Homeland Security is still evaluating the future of Secretary Alejandro Mayorkas’ “disinformation board,” but it will have to overcome major misgivings among the public, according to a poll released Monday that underscored just how “highly unpopular” the idea was.
The idea won disfavor from 55% of respondents who were closely following the saga, including 32% who said they had “no trust at all” in the ability of the department to decide what constitutes disinformation, according to a TIPP Insights survey.
Just 42% did trust the board, with only 19% of those saying they had “quite a bit of trust” that the panel could reliably ascertain disinformation.
“In short, it was a highly unpopular idea,” the pollsters said, speculating that those kinds of polling numbers are why Mr. Mayorkas hit pause on the idea last week.
Homeland Security said the rollout of the idea, which Mr.
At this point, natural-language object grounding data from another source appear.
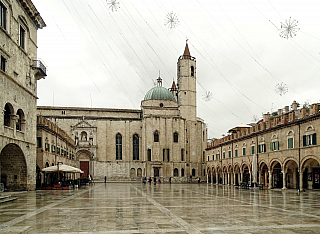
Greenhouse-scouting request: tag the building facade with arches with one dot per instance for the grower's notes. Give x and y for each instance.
(19, 72)
(163, 139)
(280, 151)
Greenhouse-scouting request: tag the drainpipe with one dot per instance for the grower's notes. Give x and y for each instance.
(299, 161)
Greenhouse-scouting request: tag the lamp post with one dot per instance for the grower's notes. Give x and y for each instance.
(58, 163)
Mayorkas first teased in congressional testimony late last month, went so poorly that it needed a reset.
The board was told not to meet or perform any work, amid a 75-day review of the department’s disinformation activities.
Nina Jankowicz, the board’s embattled director who brought her own history of questioning free speech and spreading questionable information, quit the panel, citing “mischaracterizations.”
The department also said the board had become mischaracterized and was not intended to police Americans’ speech.
But what the board was meant to do was never made particularly clear, leaving it to politicians to read their own motives into the board, and Republicans said they saw the panel as a “Ministry of Truth.”
Even as it shut down the board’s activities, Homeland Security said in a statement that Mr. Mayorkas still believed in the idea and had asked two senior former government officials to conduct a study on how to reboot the department’s efforts.
The department said they are studying how Homeland Security can tackle “disinformation” while respecting civil liberties and increasing “trust with the public.”
Those officials are former Homeland Security Secretary Michael Chertoff, who served in the George W. Bush administration, and former Deputy Attorney General Jamie Gorelick, who served in the Clinton administration.
They are working through the Homeland Security Advisory Committee, a panel Mr. Mayorkas cleaned out at the start of his term, and reconstituted with picks of his own choosing.